Kapitel 5
Sobald Rachel gegangen war, fühlte sich Derek wie ein Idiot. Warum hatte er sich wie ein verschmähter Teenager benommen? Okay, es war schockierend für ihn, dass sie sein Angebot, sich wieder zu treffen, abgelehnt hatte, aber was soll's? Männer wurden jeden Tag abgewiesen, warum dachte er, er sei zu gut, um abgelehnt zu werden? Weil er mehr Geld hatte als die meisten Männer?
Angewidert von sich selbst warf er die Bettdecke zurück, stand auf und marschierte wütend ins Badezimmer. Drinnen nahm er einen schwachen Hauch von Rachels Parfüm wahr und sein Magen zog sich unwillkürlich zusammen. Vielleicht war es auch besser, dass die Dinge heute Morgen zwischen ihnen schlecht geendet hatten, denn diese Frau war Ärger, schlicht und einfach. Er glaubte nicht wirklich an die Liebe, aber Rachel sah aus wie die Art von Frau, die ihn dazu bringen könnte, über dieses starke Gefühl nachzudenken.

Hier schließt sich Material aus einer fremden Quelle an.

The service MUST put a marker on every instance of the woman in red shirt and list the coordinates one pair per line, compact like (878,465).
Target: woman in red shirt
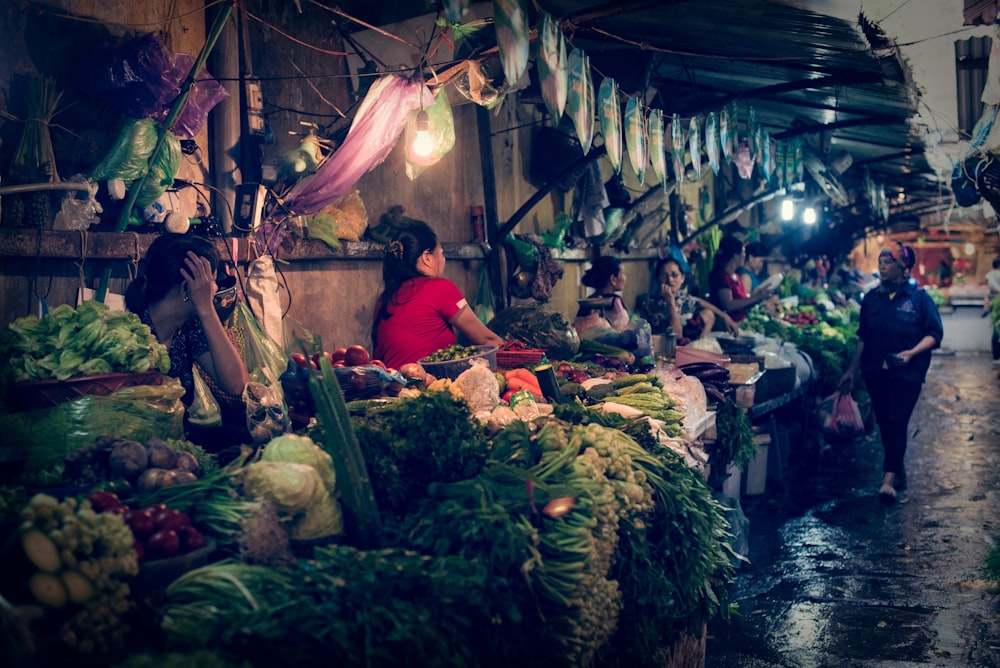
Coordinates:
(726,289)
(419,311)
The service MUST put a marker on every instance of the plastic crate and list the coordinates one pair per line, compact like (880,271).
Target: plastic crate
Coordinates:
(776,382)
(513,359)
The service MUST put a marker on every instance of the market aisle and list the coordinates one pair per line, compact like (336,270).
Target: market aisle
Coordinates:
(839,579)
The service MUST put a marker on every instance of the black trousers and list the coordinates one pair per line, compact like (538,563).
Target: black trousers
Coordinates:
(892,403)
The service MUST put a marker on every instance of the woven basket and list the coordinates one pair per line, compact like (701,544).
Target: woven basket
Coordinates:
(452,369)
(513,359)
(48,393)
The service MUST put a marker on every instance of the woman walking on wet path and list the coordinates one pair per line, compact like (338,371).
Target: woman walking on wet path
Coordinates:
(835,578)
(899,328)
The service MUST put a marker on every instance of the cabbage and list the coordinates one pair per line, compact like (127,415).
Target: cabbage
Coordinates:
(321,519)
(302,450)
(290,486)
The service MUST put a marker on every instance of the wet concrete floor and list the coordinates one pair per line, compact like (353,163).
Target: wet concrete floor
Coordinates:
(838,578)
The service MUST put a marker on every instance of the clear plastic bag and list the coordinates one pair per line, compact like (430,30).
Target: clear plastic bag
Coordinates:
(204,410)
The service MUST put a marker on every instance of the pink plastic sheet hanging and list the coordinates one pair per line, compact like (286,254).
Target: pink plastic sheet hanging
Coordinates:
(380,120)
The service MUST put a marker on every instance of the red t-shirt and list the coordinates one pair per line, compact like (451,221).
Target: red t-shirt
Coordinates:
(419,321)
(720,280)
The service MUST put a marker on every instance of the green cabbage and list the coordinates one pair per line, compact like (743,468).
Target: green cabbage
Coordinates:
(302,450)
(290,486)
(322,518)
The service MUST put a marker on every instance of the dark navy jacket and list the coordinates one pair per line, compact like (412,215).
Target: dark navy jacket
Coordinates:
(889,326)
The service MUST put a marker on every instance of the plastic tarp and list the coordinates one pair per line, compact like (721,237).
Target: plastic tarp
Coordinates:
(376,128)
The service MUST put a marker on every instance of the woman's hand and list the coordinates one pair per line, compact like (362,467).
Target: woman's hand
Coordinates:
(199,278)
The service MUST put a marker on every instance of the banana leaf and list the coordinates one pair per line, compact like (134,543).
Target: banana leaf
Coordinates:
(552,73)
(635,137)
(657,149)
(611,121)
(580,99)
(677,147)
(511,23)
(712,140)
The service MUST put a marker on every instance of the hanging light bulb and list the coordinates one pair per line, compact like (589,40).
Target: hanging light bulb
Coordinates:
(423,145)
(787,209)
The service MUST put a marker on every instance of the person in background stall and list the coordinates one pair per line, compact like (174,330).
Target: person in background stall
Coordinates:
(418,311)
(753,264)
(173,294)
(607,279)
(670,306)
(899,327)
(725,289)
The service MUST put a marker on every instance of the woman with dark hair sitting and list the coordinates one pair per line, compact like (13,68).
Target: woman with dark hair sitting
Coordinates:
(418,310)
(671,306)
(725,288)
(174,294)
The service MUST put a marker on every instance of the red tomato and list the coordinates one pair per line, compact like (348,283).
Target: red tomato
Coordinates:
(356,356)
(101,500)
(163,544)
(141,522)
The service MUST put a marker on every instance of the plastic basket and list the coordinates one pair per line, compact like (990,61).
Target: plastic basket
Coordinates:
(48,393)
(513,359)
(452,369)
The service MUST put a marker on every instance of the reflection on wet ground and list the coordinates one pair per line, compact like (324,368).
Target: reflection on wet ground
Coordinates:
(837,578)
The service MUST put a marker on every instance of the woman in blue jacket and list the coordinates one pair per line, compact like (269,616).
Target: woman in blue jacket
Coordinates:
(898,329)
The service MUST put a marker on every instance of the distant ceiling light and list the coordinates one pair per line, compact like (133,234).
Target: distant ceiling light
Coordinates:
(787,209)
(841,161)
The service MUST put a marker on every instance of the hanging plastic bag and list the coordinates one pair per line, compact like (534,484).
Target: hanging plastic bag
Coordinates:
(485,304)
(262,297)
(440,135)
(204,410)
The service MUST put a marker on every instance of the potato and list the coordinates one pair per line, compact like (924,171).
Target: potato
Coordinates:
(161,455)
(187,462)
(128,459)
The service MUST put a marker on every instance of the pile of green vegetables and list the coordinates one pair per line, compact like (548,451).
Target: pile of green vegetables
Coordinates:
(86,341)
(565,541)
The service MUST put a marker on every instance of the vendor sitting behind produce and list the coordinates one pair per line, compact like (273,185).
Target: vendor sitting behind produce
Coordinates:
(671,306)
(418,310)
(607,278)
(174,294)
(725,289)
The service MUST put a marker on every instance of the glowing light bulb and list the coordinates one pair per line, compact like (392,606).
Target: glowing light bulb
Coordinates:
(787,209)
(423,145)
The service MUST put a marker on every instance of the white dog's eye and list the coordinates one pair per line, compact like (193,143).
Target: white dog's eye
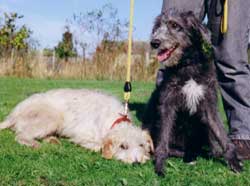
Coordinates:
(124,146)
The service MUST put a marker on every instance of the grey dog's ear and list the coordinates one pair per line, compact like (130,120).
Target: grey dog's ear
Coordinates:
(194,23)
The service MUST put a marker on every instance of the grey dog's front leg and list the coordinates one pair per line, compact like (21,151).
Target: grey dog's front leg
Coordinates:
(162,148)
(214,123)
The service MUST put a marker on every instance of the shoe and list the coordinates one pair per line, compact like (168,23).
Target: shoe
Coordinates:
(242,148)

Er hatte gesehen, was Liebe selbst mit den stärksten und vernünftigsten Männern machte, wie sie sie zu einem Häufchen Elend verwandelte und sie dazu brachte, dumme Dinge zu tun. Sein Vater war ein Beispiel für ein Opfer der Liebe – der ältere Fraser hatte den Fehler gemacht, sich in eine egoistische Frau zu verlieben, die mehr daran interessiert war, prunkvolle Partys zu veranstalten und Geld verschwenderisch auszugeben, als tatsächlich eine Ehefrau oder Mutter für ihr einziges Kind zu sein – ihn!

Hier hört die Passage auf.